I think your identification of the most "critical" issue may be a
function of your current situation.


i will be the first to admit that my own experiences color my worldview.
however, the idea of asset allocation being the most critical issue in
investment policy is hardly the latest kooky scheme cooked up by Mucho Maas.
i think it is a pretty widely accepted idea with research backing. there is really a whole body of literature on this subject.

for example, in a rigorous academic study published in Financial Analysts
Journal
in 1986, Brinson, Hood, and Beebower (BHB) wrote, "Investment
policy (the allocation of assets) dominates investment
strategy (market timing and security selection), explaining on average
93.6 percent of the variation in total [pension] plan returns...Although
investment strategy can result in significant returns, these are dwarfed by
the return contribution from investment policy--the selection of asset
classes and their normal weights."

the BHB study focused on pension plans with very low costs. in 1997, former
Vanguard chairman John Bogle did a study focusing on balanced mutual funds (having a 60-65% equity allocation similar to the pension plans in the BHB study) and found a similarly high variation of 84.9% due to asset allocation. the BHB study found just 7.5% of returns due to non-allocation issues, and the Bogle study just 15.1%.

(note that in my post to you, i made a distinction between "tactics" and
"strategy"; these terms are respectively analogous to "strategy" and
"policy" as used by BHB)

If I remember correctly (and I may not), you were 100% long Qualcomm calls
in the fall of '99. I later believe that you went 100% SDLI, prior to the
JDSU takeover.


yes, i sold out of QCOM through the spring 00 months for an average of 126, switching into SDLI in april/may. i sold out of SDLI starting in the summer of 00 and was totally out by the end of the year, getting about a double on average. both of these bets ended up being quite effective, in the financial sense. yet both of these stocks have fallen precipitously from their peaks, and even from where i sold them which was already well below their peaks on average. SDLI, in particular, would only be worth 29.45 today (3.8X the JDSU price of 7.75), which is less than 1/10th my average sell price.

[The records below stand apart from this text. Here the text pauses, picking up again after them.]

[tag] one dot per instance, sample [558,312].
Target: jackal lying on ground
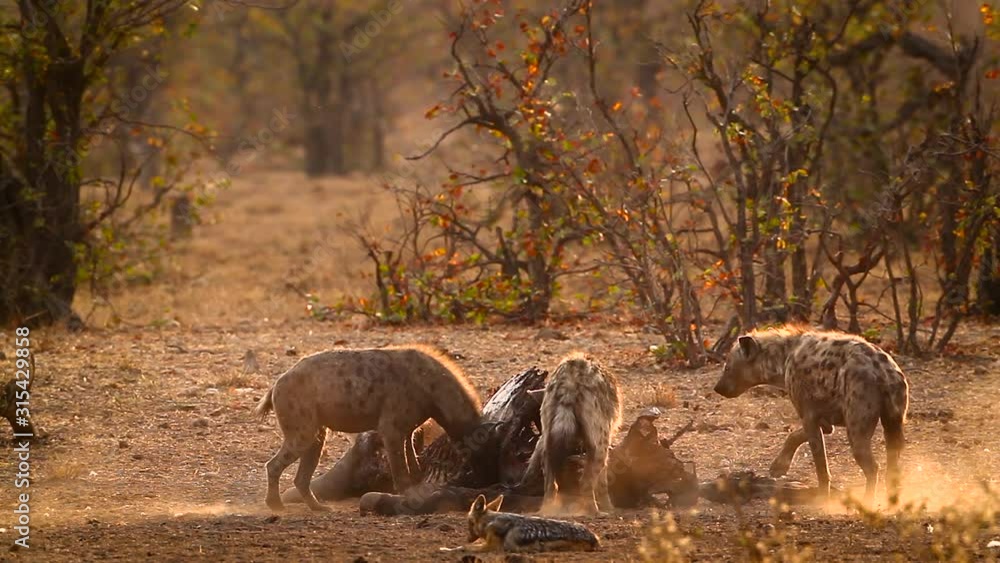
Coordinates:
[503,531]
[581,410]
[392,390]
[832,379]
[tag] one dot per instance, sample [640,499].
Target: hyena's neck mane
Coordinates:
[775,346]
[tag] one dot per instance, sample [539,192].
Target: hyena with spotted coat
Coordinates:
[581,411]
[832,379]
[392,390]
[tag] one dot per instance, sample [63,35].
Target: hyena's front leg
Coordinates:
[275,467]
[603,494]
[589,486]
[307,466]
[780,465]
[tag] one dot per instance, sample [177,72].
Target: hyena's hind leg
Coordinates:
[593,494]
[307,466]
[859,434]
[295,446]
[412,461]
[392,439]
[892,426]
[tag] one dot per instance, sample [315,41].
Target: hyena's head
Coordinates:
[477,521]
[744,368]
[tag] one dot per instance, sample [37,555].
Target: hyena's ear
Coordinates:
[749,345]
[495,505]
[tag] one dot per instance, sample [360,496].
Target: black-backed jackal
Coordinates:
[507,532]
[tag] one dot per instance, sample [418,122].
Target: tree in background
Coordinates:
[59,99]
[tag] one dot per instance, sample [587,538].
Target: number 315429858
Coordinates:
[24,366]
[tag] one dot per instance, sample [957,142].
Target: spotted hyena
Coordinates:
[392,390]
[581,411]
[832,379]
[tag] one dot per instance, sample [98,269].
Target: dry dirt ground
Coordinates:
[152,452]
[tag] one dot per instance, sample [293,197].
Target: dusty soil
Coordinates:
[151,452]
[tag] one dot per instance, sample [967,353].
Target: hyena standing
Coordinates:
[581,410]
[392,390]
[832,379]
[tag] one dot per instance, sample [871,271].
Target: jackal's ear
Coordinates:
[495,505]
[749,345]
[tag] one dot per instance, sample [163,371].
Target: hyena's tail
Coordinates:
[265,405]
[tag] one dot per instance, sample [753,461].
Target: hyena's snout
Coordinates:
[728,387]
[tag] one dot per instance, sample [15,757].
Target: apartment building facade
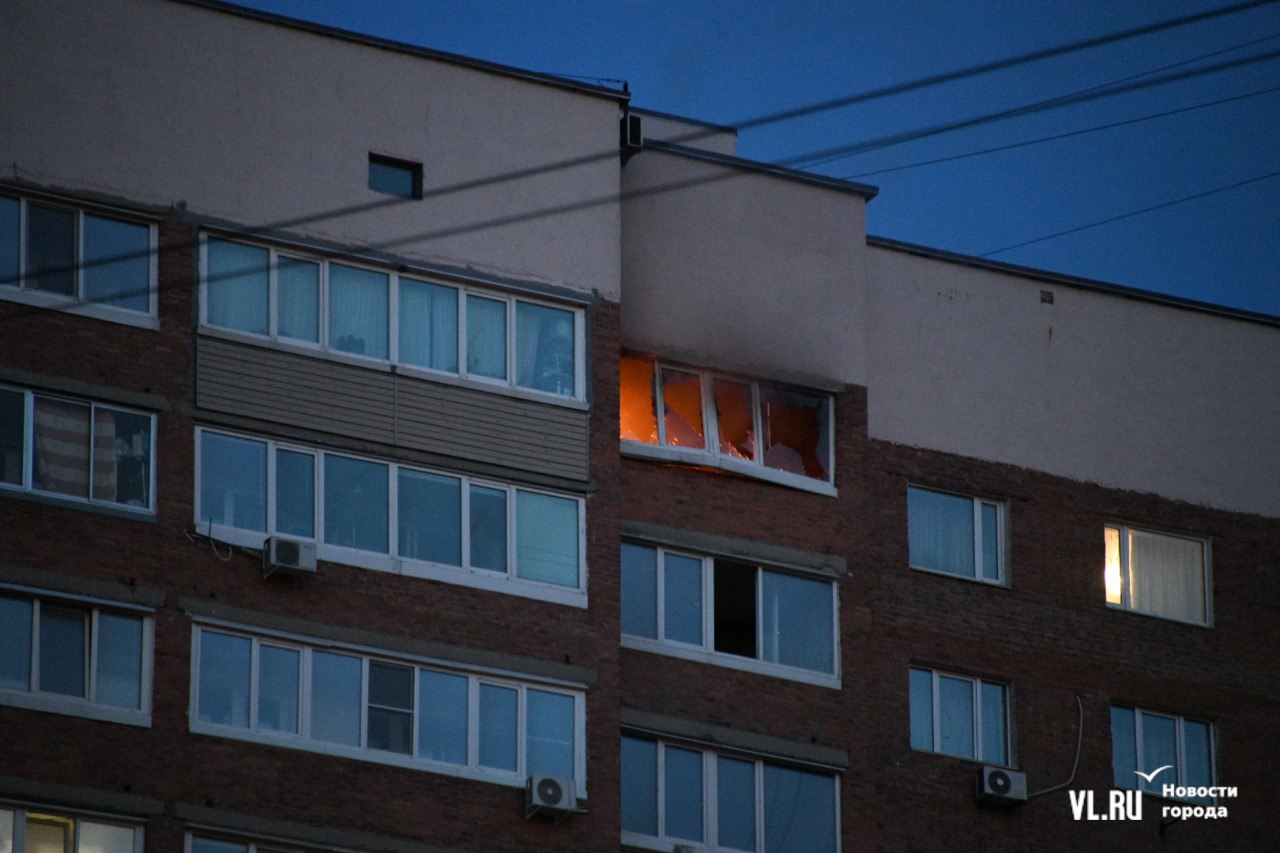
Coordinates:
[635,466]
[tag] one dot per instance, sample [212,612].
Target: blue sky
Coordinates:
[734,62]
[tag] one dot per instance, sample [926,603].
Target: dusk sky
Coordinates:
[735,62]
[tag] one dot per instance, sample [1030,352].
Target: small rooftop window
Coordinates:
[394,177]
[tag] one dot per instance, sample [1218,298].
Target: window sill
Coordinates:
[705,459]
[73,707]
[474,578]
[69,305]
[731,661]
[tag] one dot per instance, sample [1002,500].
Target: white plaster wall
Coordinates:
[256,123]
[1093,387]
[730,268]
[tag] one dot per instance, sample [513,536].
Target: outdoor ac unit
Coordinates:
[1000,785]
[551,794]
[288,556]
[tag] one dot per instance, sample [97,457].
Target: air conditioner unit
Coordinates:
[1001,785]
[549,794]
[288,556]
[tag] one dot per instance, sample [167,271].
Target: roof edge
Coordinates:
[414,50]
[812,178]
[1075,281]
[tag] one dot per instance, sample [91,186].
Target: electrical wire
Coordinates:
[1132,213]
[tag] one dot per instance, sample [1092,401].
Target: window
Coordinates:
[1144,740]
[41,831]
[728,612]
[56,256]
[1157,574]
[676,794]
[955,534]
[961,716]
[400,712]
[757,428]
[394,177]
[77,450]
[74,657]
[394,518]
[424,325]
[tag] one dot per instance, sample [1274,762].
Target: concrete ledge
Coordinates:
[705,733]
[289,831]
[828,565]
[78,797]
[389,643]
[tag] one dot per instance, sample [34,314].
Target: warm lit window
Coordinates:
[352,310]
[955,534]
[956,715]
[341,702]
[51,831]
[77,658]
[1143,740]
[753,427]
[60,256]
[76,450]
[1157,574]
[389,516]
[675,794]
[728,612]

thinking about this in retrospect, i think my SDLI bet was intellectually wrong (stupid) even though it worked financially--it was only a matter of luck in the markets that it went up before falling precipitously. i could say the same thing about QCOM, though its swings in the past year have not been as extreme.

i decided momo tech investing is basically a sucker's game at this point in the market. i cannot understand a mentality of complacency in the face of precipitous losses. i imagine most of those tech-heavy portfolios listed on the G&K thread are down substantially since last november, so hopefully those people saw the light and took steps to preserve capital.

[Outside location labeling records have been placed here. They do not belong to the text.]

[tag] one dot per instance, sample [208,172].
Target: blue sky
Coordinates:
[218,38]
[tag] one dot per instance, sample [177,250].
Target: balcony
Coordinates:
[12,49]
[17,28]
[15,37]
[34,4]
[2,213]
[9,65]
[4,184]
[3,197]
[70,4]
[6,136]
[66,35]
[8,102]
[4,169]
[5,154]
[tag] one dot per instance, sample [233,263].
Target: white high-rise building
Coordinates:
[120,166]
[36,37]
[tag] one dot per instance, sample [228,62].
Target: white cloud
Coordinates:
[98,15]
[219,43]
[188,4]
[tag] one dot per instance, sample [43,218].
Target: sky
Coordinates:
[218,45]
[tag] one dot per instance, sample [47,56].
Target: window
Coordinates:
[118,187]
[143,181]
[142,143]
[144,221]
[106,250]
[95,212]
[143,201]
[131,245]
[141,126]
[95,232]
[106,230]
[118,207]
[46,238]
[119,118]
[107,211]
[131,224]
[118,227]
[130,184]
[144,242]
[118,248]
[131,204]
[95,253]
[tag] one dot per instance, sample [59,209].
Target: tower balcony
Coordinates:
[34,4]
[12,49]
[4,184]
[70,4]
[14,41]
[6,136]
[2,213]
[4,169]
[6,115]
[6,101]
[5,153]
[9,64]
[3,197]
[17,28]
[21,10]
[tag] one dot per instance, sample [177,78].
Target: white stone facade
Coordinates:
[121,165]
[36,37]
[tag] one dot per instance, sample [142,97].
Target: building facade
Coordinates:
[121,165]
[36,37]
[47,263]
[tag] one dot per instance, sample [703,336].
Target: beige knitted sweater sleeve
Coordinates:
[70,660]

in late december, i switched to value stocks only (100%) and had a decent first half of the year, up around 15%. i can't be displeased with that in a year where the dow is down 5%, S&P500 down 12%, Naz down 25% and NDX 35%. however, as i learned more about asset allocation, i decided i was just playing hot potato again, although in a less volatile form than switching from QCOM to SDLI. i therefore cashed out a few weeks ago and have been planning a new strategy based on indexing.

over the long term, i expect to have about 65:35 equity/bonds ratio, and within equities, 60:40 US/Intl, 2:1 value/growth, 1:1 large cap/small cap, with smidgens of things like commodities and emerging markets.